Paxton also relies on Cicchetti for a claim about precincts not reporting balanced results in their vote totals, but since Cicchetti develops no statistical analysis on that point, it just shares the same general respect as a dead otter and we could simply pass over it. As a matter of interest here, that liberal rag Forbes has an article on some of these issues, including the out-of-balance precincts. (I wonder why I have Phillip Glass music as an ear-worm now…) Forbes notes:
Detroit has reported only 357 mismatched votes across all out-of-balance precincts, Mayor Mike Duggan said, which is less than 0.2% of the total ballots cast citywide.
Some 28% of Detroit’s more than 600 precincts and absentee counting boards are out of balance without explanation, the Michigan Secretary of State’s office told Forbes, but the Detroit Free Press reports most of these precincts were off by fewer than four votes.

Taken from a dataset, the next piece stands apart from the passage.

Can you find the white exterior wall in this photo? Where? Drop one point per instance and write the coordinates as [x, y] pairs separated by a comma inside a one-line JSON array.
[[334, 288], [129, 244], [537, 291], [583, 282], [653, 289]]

A general takeaway from the Forbes article is that elections are run by humans, human error is normal, and this particular sort of error is far too tiny to have an impact on the direction the election result takes.
One of the aphorisms I recall keenly is that one should identify causes that are sufficient to produce the effect one wishes to tie them to. Cicchetti apparently thinks it makes a practical difference to the election if 357 votes from out-of-balance precincts is joined up to the 174,384 votes he tagged as suspect under the missing registration number issue.
In summary, Paxton appears to have gotten a chunk of what Cicchetti wrote wrong, changed an exponent without basis, and relied on parts of Cicchetti’s statement had had no statistical basis. There is not any part of what Paxton relied on Cichetti for that is not invalidated or put into some doubt when one scrutinizes it.
And, once again, that’s in my opinion.